His heroics with bat and ball during the Ashes series of 1981 formed one of the most compelling sporting dramas in the history of sport and resulted in his being awarded BBC Sports Personality of that Year.
Mr Botham’s achievements off the field, in particular since retiring as a cricketer 13 years ago, are many and various – as a broadcaster, sports commentator, and writer. Most impressive, perhaps, are the spectacular long-distance sponsored walks he undertakes to raise money for Leukaemia Research (of which he is President), for which cause he has raised more than £8.5 million. His OBE of 1992 was partly in recognition of this remarkable charity work.
Professor Gordon McGregor Reid
Doctor of Science
Gordon McGregor Reid, PPFLS was Director General and Chief Executive of The North of England Zoological Society, otherwise known as Chester Zoo. The Zoo is one of the leading wildlife attractions in the UK with well over one million paying guests each year providing the main source of income. Its annual turnover is nearly £30 million and it employs up to 800 staff, who look after about 6,000 animals of 600 species. Roughly half of these animals are on the World Conservation Union Red List of endangered species. The conservation outreach work of the Zoo spans nearly 50 countries in six continents.

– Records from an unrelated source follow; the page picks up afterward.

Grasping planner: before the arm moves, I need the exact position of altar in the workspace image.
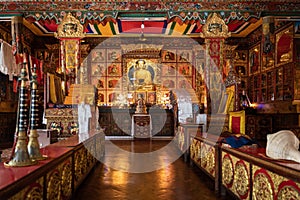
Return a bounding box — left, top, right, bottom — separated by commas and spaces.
131, 114, 152, 138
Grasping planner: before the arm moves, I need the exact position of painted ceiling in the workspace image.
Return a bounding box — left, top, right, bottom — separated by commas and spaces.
24, 12, 262, 37
0, 1, 300, 38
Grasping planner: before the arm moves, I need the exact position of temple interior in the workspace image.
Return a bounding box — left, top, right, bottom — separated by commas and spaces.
1, 1, 300, 199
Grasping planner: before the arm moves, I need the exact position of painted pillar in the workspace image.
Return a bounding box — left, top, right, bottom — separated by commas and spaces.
11, 16, 23, 67
54, 12, 85, 96
262, 16, 275, 70
200, 13, 231, 114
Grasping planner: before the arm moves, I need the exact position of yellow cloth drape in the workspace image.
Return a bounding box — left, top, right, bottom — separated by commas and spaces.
49, 74, 57, 104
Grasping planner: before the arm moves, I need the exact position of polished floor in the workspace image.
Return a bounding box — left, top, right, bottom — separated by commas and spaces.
72, 139, 233, 200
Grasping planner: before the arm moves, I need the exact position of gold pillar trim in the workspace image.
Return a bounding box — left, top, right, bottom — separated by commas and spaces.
200, 12, 231, 38
54, 12, 85, 38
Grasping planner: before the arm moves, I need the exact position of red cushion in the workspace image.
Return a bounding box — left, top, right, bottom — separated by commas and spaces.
232, 116, 241, 134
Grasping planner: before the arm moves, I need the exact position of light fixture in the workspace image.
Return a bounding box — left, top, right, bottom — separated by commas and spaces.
139, 21, 147, 41
240, 90, 251, 109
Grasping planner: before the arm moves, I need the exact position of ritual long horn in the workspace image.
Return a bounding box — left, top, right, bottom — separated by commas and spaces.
5, 59, 37, 167
27, 64, 47, 161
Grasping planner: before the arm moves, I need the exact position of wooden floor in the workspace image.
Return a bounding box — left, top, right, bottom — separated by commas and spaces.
72, 139, 233, 200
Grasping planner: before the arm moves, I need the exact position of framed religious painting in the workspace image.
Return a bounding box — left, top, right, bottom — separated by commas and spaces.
261, 35, 275, 71
276, 25, 293, 66
177, 78, 193, 89
161, 50, 176, 62
107, 62, 122, 76
249, 44, 261, 75
93, 77, 106, 89
162, 79, 176, 90
91, 63, 106, 76
235, 65, 247, 77
126, 58, 157, 86
64, 40, 79, 69
107, 49, 122, 62
147, 91, 156, 104
107, 92, 116, 104
178, 63, 193, 76
91, 49, 106, 62
107, 77, 122, 90
36, 49, 51, 62
135, 92, 147, 103
97, 90, 106, 105
177, 49, 192, 63
161, 63, 176, 76
195, 59, 205, 78
234, 50, 247, 63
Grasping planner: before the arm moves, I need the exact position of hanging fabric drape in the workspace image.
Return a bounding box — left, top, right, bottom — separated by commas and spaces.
49, 73, 57, 104
0, 40, 17, 80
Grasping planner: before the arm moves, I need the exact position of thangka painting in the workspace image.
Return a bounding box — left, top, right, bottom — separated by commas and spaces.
64, 39, 80, 69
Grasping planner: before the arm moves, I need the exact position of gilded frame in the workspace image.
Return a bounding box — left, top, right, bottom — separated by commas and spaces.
275, 25, 293, 66
161, 63, 176, 76
126, 58, 159, 87
177, 78, 193, 89
91, 63, 106, 76
229, 110, 246, 135
97, 90, 106, 105
107, 77, 122, 90
107, 92, 116, 103
177, 49, 192, 62
135, 92, 147, 103
161, 50, 176, 62
107, 62, 122, 76
249, 44, 260, 75
147, 91, 156, 104
93, 77, 106, 89
107, 49, 122, 62
222, 86, 235, 114
162, 79, 176, 89
91, 49, 106, 62
178, 63, 193, 76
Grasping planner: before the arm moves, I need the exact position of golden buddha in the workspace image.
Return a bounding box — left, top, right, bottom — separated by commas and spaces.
134, 60, 152, 86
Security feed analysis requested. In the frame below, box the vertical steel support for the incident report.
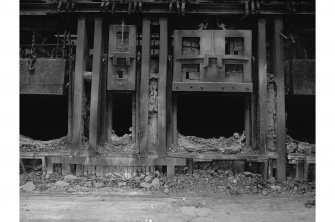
[158,17,168,156]
[89,17,105,155]
[72,16,88,155]
[244,95,252,146]
[166,54,173,148]
[139,18,151,156]
[67,56,74,141]
[274,17,286,181]
[257,18,267,155]
[172,93,178,144]
[106,92,113,142]
[99,55,108,145]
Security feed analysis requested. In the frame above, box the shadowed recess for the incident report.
[286,95,315,143]
[177,93,245,138]
[112,93,132,136]
[20,94,68,140]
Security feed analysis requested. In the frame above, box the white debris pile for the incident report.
[98,128,136,153]
[20,168,315,197]
[169,132,259,155]
[286,136,315,156]
[20,135,69,152]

Under Professor McGregor Reid’s leadership, the Zoo gained numerous international, national and regional awards for success in conservation, environment management education, science, and business excellence. Professor McGregor Reid has produced more than 100 scientific publications in zoology, ecology and conservation. He has been a Visiting Research Fellow at the Smithsonian Institution, and in 2005 he became President-Elect of the World Association of Zoos and Aquariums.
For three years he served as President of the Linnaean Society of London. His roles included: Trustee of National Museums Merseyside; Global Chair of the World Conservation Union Freshwater Fish Specialist Group; Trustee of the Frozen Ark (a cryobiological consortium dedicated to conserving the genomes of rare species); and Council Member and Chair of the Research Committee of the European Association of Zoos and Aquariums.

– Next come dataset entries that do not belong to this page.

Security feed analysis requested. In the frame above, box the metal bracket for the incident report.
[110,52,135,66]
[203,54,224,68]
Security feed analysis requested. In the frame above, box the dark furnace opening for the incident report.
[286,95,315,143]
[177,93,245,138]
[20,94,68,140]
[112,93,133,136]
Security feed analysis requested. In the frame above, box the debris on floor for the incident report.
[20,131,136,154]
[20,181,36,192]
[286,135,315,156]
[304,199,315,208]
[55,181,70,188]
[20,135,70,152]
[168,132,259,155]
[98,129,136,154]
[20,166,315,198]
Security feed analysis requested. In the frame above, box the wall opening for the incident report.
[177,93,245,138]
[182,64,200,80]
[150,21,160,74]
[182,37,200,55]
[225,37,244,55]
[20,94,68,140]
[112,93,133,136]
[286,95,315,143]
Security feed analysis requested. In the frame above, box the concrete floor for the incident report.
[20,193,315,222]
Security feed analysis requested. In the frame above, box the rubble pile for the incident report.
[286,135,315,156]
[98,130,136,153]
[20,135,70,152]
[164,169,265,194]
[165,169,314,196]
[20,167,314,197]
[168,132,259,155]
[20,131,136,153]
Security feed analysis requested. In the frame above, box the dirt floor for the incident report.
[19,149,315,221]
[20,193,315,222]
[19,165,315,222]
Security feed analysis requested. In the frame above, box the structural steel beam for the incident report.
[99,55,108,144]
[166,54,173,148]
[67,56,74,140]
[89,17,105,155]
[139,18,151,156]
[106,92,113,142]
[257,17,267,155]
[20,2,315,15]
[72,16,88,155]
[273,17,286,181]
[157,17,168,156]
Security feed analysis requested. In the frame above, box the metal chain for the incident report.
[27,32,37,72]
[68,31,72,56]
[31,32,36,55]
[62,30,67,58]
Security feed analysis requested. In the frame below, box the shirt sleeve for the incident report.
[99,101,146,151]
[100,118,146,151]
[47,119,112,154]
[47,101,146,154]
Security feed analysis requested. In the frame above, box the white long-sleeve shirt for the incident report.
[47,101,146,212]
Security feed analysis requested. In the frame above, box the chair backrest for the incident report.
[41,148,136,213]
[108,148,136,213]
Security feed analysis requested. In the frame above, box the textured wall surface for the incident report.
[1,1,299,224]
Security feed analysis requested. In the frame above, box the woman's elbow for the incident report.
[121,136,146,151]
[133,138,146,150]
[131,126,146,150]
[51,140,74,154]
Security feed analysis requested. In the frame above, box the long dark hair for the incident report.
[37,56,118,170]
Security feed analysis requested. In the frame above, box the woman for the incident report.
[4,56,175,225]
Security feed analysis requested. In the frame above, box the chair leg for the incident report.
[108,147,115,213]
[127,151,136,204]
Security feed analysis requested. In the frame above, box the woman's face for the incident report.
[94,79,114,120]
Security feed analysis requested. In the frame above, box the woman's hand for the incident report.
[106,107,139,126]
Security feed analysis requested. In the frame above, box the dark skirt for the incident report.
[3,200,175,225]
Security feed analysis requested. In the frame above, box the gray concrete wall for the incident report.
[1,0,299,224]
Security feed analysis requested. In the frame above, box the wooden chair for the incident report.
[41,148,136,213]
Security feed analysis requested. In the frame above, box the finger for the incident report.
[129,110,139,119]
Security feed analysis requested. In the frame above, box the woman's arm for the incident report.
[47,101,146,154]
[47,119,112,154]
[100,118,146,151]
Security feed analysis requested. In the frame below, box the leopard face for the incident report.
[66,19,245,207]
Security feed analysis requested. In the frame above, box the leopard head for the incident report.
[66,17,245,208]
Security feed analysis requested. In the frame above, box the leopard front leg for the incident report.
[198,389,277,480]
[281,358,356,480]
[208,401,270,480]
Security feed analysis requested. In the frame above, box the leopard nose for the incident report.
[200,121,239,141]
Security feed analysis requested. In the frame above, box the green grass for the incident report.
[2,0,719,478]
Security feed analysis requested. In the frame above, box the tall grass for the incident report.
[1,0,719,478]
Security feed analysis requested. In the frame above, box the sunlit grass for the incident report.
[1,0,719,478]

The Late Professor Malcolm Seabourne
Doctor of Letters
Malcolm Seaborne was born in Cardiff in 1927, and attended Cardiff High School, from where he won a scholarship to read history at Gonville and Caius College, Cambridge, graduating with first class honours in 1948.

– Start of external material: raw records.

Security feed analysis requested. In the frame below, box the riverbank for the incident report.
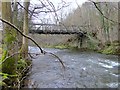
[101,42,120,55]
[41,43,120,55]
[28,33,120,55]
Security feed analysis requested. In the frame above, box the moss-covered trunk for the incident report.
[1,2,18,86]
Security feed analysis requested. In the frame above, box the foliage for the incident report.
[87,39,96,50]
[102,42,120,55]
[0,48,2,54]
[53,44,71,49]
[0,50,7,62]
[0,81,7,87]
[4,29,16,45]
[62,2,118,51]
[0,71,18,87]
[0,58,31,88]
[17,59,28,71]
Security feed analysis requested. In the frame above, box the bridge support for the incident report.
[77,32,86,48]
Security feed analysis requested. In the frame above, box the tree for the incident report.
[1,1,18,86]
[0,0,65,88]
[20,0,30,58]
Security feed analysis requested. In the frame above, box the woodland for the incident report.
[0,0,119,89]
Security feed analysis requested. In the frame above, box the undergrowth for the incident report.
[0,54,32,89]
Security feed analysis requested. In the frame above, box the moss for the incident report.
[54,45,70,49]
[0,48,2,54]
[2,57,16,74]
[4,29,16,45]
[43,44,71,49]
[102,44,120,55]
[0,50,7,61]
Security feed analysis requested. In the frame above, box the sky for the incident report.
[30,0,87,8]
[30,0,88,24]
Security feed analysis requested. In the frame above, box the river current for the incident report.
[25,46,119,88]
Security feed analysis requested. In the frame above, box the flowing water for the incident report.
[25,46,119,88]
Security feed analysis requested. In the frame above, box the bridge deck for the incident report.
[29,30,83,34]
[29,24,85,35]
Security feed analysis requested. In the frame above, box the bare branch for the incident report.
[0,18,44,53]
[89,0,118,24]
[45,51,65,70]
[0,18,65,69]
[17,2,38,19]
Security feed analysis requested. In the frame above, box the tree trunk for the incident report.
[1,2,18,87]
[2,2,17,74]
[105,3,110,44]
[21,1,30,58]
[118,2,120,44]
[97,3,107,43]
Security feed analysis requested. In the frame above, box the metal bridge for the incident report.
[29,23,86,35]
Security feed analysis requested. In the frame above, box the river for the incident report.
[25,46,119,88]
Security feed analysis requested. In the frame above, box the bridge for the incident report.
[29,23,87,35]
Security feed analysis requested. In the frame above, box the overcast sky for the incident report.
[30,0,87,8]
[30,0,88,24]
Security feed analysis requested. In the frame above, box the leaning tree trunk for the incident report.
[20,1,30,58]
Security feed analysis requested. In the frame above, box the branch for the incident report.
[0,18,44,53]
[45,51,65,69]
[17,2,39,19]
[89,0,118,24]
[0,18,65,69]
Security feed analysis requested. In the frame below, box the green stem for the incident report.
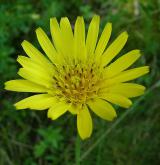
[75,134,81,165]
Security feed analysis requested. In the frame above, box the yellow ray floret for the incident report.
[74,16,86,61]
[14,94,57,110]
[50,18,62,53]
[99,93,132,108]
[48,101,70,120]
[5,80,47,93]
[86,15,100,58]
[5,15,149,139]
[104,49,141,78]
[60,17,74,58]
[21,40,54,71]
[95,22,112,59]
[87,98,117,121]
[99,83,145,98]
[77,105,92,140]
[101,31,128,66]
[36,27,57,63]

After National Service in the RAF he held a number of posts in educational administration in Cheshire, Yorkshire and Nottinghamshire, before becoming Assistant Master and later Head of History at Corby Grammar School, Northamptonshire. Eight years as Senior Lecturer in Education at Leicester University followed, before Malcolm Seaborne was appointed Principal of Chester College in 1971, a position he held with great distinction until his retirement in 1987.
Professor Seaborne was not only a notable teacher, administrator and manager, but he was also a scholar whose studious investigations encompass the history of education, school and church architecture, and palaeontology, and have resulted in the publication of some sixty books, articles and reviews. He was a Fellow of both the Royal Historical Society and the Royal Society of Arts, he held a PhD from the University of Cambridge, and was the recipient of an Emeritus Fellowship from the Leverhulme Trust to write the standard scholarly study Schools in Wales 1500-1900, complementing his major work on the history of English schools published earlier in his career.
In 2005, he was granted the title Professor Emeritus of the History of Education at the University of Chester as testimony to his achievement in that sphere. Throughout his time as Principal, Malcolm Seaborne made a truly outstanding contribution to the development of what was then Chester College of Higher Education, and is now the University of Chester.